Hacker News new | ask | show | jobs
by Hupo 4885 days ago
>But you know when the data is changing -- when an article has been updated and republished ... or when you've done another load of the government dataset that's powering your visualization. Waiting for a user request to come in and then caching your response to that (while hoping that the thundering herd doesn't knock you over first) is backwards, right?

>I think it would be fun to play around with a Node-based framework that is based around this inverted publishing model, instead of the usual serving one. The default would be to bake out static resources when data changes, and you'd want to automatically track all of the data flows and dependencies within the application. So when your user submits a change, or your cron picks up new data from the FEC, or when your editor hits "publish", all of the bits that need to be updated get generated right then.

You mean most things don't already do this? I've been working on a personal blog engine with this as one of the core ideas (basically all static assets and pages are compiled on edit), and I thought it was a pretty obvious way to go about it. Looks like I'm indeed not the only one to think of it, but how "new" you present the idea as is a bit surprising to me.

1 comments

For simple problem domains (Blog, Mom and Pop store website, etc) it's trivial to pre-generate content. For larger content systems you can run into a more complicated dependency tree. Then you have the choice between keeping the dependency logic accurate vs regenerating the entire content set on any change.

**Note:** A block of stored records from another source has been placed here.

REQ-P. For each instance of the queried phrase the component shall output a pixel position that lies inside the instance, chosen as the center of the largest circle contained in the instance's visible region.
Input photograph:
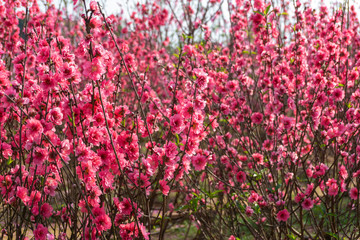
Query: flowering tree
(116, 128)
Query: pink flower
(338, 94)
(307, 204)
(201, 78)
(199, 162)
(55, 116)
(288, 122)
(171, 150)
(249, 211)
(40, 232)
(257, 118)
(22, 193)
(94, 69)
(103, 222)
(47, 82)
(164, 187)
(354, 193)
(40, 155)
(283, 215)
(125, 206)
(33, 127)
(176, 123)
(258, 158)
(46, 210)
(241, 177)
(254, 197)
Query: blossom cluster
(110, 128)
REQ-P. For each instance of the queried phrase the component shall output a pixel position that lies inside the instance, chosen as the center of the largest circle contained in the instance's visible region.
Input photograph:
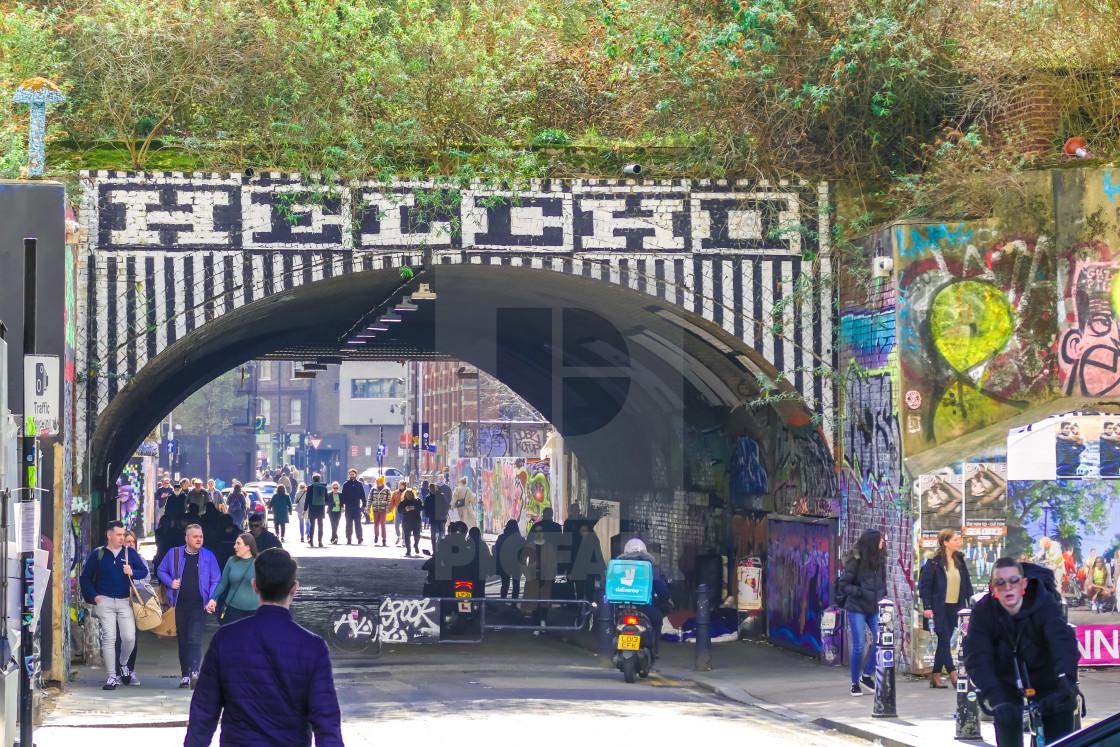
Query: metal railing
(355, 625)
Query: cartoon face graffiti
(1090, 351)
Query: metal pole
(703, 631)
(27, 497)
(605, 624)
(968, 706)
(885, 664)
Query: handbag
(145, 606)
(167, 627)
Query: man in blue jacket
(105, 585)
(270, 677)
(354, 503)
(190, 575)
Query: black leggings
(945, 625)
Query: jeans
(438, 530)
(858, 623)
(189, 624)
(943, 657)
(115, 617)
(353, 525)
(413, 533)
(1055, 726)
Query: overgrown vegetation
(902, 95)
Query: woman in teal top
(236, 578)
(281, 506)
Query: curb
(740, 696)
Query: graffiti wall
(506, 488)
(800, 568)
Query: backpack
(96, 575)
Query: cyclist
(1019, 647)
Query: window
(374, 389)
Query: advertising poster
(985, 516)
(750, 585)
(941, 501)
(1078, 447)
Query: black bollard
(968, 705)
(703, 631)
(606, 633)
(885, 663)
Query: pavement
(793, 688)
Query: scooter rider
(662, 599)
(1019, 625)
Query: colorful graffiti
(506, 488)
(976, 327)
(1089, 355)
(799, 577)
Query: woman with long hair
(865, 581)
(944, 586)
(236, 579)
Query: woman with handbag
(864, 580)
(236, 579)
(944, 586)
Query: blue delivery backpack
(630, 581)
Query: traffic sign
(40, 394)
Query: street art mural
(800, 569)
(505, 488)
(1089, 351)
(976, 327)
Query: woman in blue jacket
(238, 582)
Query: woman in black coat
(865, 581)
(945, 586)
(1019, 625)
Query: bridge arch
(187, 277)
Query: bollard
(885, 663)
(968, 706)
(703, 631)
(606, 633)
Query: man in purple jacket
(270, 675)
(190, 573)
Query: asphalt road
(513, 687)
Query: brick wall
(871, 484)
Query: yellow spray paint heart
(970, 321)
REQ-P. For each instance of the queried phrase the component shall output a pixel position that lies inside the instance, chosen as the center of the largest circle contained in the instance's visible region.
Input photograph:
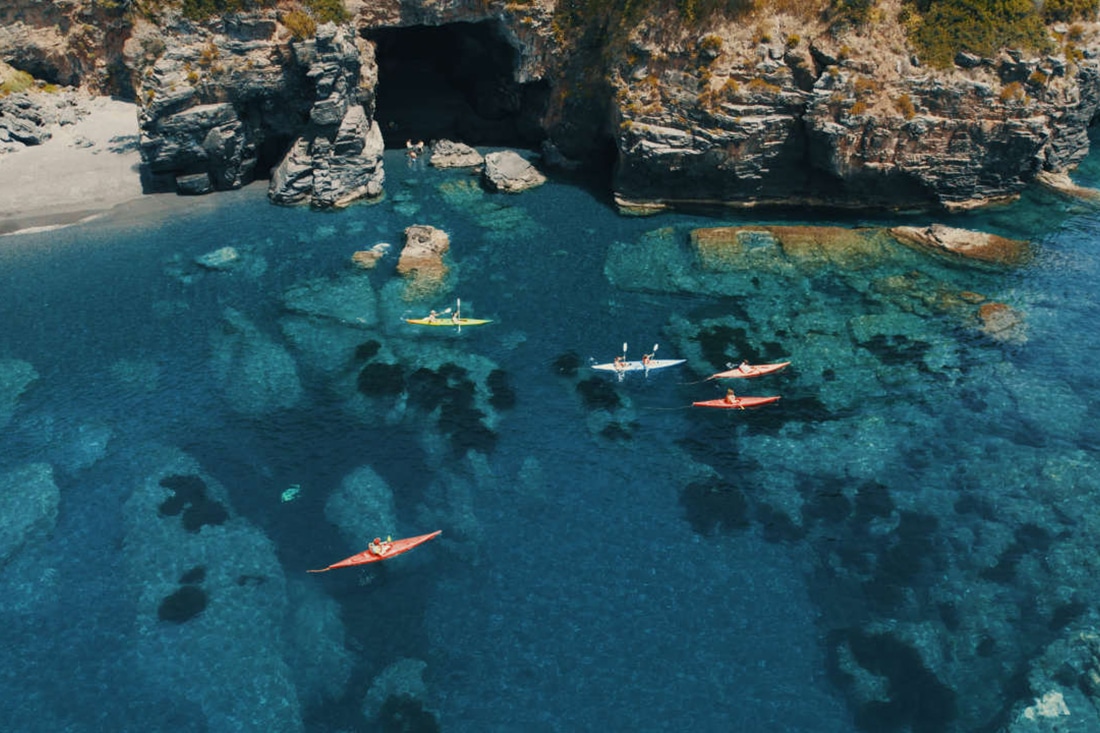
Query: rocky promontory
(804, 106)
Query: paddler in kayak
(378, 547)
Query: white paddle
(646, 361)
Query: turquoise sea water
(893, 546)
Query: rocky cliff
(788, 111)
(769, 109)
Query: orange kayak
(737, 403)
(749, 371)
(393, 548)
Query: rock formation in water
(767, 108)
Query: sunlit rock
(421, 261)
(449, 154)
(510, 173)
(1063, 184)
(965, 244)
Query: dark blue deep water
(893, 546)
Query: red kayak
(746, 371)
(385, 550)
(736, 403)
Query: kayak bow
(637, 365)
(749, 371)
(448, 321)
(396, 547)
(737, 403)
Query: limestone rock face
(450, 154)
(205, 146)
(766, 109)
(219, 98)
(338, 160)
(766, 119)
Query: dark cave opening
(454, 81)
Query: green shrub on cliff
(1068, 10)
(18, 80)
(204, 9)
(979, 26)
(321, 11)
(326, 11)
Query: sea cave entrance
(454, 81)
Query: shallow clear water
(889, 547)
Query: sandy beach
(83, 171)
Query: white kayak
(637, 365)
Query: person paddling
(378, 547)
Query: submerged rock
(15, 375)
(1002, 323)
(209, 604)
(369, 259)
(257, 374)
(363, 507)
(29, 501)
(221, 259)
(965, 244)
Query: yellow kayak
(447, 321)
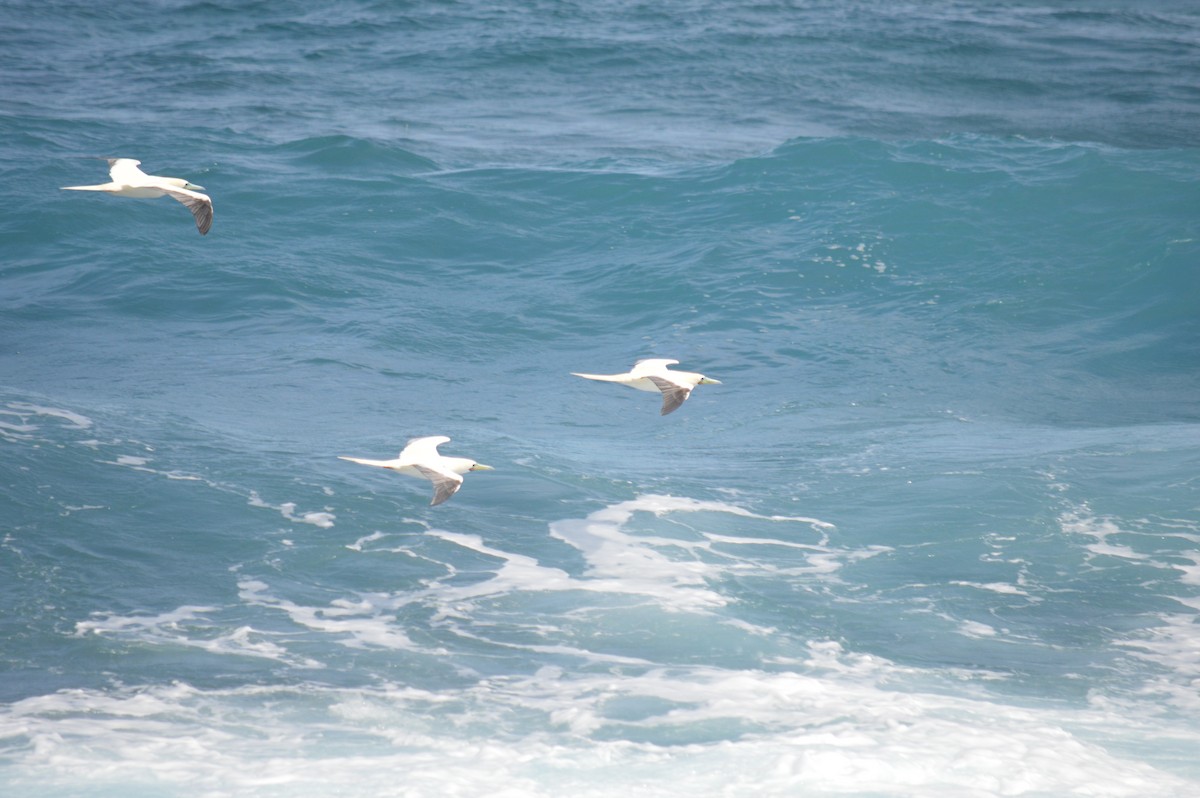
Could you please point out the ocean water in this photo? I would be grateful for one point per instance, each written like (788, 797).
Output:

It also turns out that content sets that change infrequently, but also unpredictably are a pain to cache. You can cache them for a short time (as long as stale content can be tolerated), but then you lose cache effectiveness. Or you can cache it forever with some sort of generation/versioned cache, but that doesn't interface with named, public resources very well. Telling your visitors and Google that it's yourdomain.com/v12345/pricing not yourdomain.com/v12344/pricing doesn't really fly.

I definitely concur with your surprise about it being novel though. I think that for many situations it's just easier to run extra boxes to handle the increased load of generating dynamic content on the fly over and over again. It's good for SuperMicro and AWS. It's not so good for the planet.

I'm very excited to see Jeremy's approach to addressing the problem.